To address this problem, we urgently need a method that can make full use of the IEEE 802 LAN technology, which is simple, cost-effective, and can verify the access legality of network users or network devices, you can distinguish between their permissions to use network services and network resources, and monitor their network activities throughout the process.
PACSPolicy-based Access Control System) solutions form a user-oriented policy management System from the perspective of users, it can be used independently or in concert with existing network security technologies to form an organic whole. It can effectively protect network services and network resources. PACS no longer relies on the physical characteristics of networks or devices, but controls their permissions based on the identity and password of network visitors to achieve dynamic network control, it provides effective technical guarantee for strategic management of network systems.
1) PACS Structure Level
Policy-based Access Control System PACS organically integrates network user authentication technology, dynamic access control technology, and dynamic network bandwidth allocation technology, it broke the deadlock between management efficiency and network security in LAN construction and maintenance. This ensures that network resources are effectively protected and used efficiently. PACS abandons the static dependency of the original Access Control Technology on one or more network features, dynamically establishes the association between the user name and password and the user terminal, and then controls the user's network behavior. It breaks the original network device management mode and adopts the concept of pre-design policies, real-time automatic configuration, and dynamic access control to solve the overhead caused by network users moving to security management.
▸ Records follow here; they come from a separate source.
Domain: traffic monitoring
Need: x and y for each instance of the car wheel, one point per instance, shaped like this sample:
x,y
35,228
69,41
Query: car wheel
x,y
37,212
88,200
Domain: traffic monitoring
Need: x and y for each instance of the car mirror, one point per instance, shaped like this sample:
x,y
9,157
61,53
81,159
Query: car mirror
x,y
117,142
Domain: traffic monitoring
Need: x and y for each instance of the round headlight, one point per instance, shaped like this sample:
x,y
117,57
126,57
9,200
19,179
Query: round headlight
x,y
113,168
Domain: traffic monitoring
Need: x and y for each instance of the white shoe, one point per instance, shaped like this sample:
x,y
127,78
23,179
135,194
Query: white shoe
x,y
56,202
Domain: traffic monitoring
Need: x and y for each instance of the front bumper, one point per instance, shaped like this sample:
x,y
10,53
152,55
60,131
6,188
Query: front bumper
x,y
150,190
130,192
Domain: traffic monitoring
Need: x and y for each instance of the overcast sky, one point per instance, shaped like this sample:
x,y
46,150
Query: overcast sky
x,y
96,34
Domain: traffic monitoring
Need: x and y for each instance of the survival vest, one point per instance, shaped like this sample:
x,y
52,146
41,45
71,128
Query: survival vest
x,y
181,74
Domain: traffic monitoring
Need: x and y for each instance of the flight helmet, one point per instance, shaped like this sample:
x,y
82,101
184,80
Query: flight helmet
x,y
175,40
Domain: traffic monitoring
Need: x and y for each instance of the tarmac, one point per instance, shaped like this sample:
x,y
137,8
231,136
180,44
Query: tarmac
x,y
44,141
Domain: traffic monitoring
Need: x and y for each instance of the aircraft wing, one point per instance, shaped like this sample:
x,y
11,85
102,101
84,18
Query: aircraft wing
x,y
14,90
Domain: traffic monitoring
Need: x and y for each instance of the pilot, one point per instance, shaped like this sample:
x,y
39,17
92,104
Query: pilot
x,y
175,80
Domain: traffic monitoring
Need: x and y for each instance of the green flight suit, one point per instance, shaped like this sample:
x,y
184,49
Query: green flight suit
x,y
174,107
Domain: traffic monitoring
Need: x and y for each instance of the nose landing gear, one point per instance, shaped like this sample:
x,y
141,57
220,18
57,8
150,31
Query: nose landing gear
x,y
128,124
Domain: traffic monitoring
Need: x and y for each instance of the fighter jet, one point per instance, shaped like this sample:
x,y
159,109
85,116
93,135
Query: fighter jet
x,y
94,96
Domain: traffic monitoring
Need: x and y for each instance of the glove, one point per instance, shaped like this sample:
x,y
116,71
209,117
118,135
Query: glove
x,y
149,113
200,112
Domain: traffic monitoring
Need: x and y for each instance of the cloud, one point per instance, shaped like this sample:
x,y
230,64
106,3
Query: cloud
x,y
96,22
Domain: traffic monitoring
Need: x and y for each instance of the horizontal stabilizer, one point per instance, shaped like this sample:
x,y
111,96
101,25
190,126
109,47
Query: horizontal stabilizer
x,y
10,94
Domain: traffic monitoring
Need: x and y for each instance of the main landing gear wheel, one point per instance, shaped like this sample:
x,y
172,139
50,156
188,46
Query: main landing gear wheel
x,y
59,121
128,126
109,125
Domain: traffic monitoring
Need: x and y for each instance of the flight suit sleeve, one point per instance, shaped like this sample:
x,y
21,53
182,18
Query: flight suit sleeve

In terms of hierarchy, PACS can be divided into four layers: network user layer, access layer, core layer, and resource provision layer. A "Pyramid" structure is formed from the bottom up. Among them: the network user layer is a large number of terminals or workstations in the network; the access layer refers to the connection with the terminal or workstation in the network user layer, A collection of network devices that interconnect these terminals or workstations, such as secondary switches and hubs). The core layer refers to the collection of network devices on the access layer to form a collection of network devices on the entire network, such as servers, routers, and firewalls ).
2) function structure of PACS
The focus of LAN information security is to effectively protect the security of the resource provision layer, and ensure that these limited resources are provided to the users of the LAN reasonably and efficiently. On the one hand, the closer the core means of network security are to the resource provision layer, the stronger the protection capability. On the other hand, the fewer devices at the core layer, the device cost and management cost of providing security protection measures for network resources on these limited devices are also less. Therefore, providing information security protection at the core layer is the most cost-effective solution.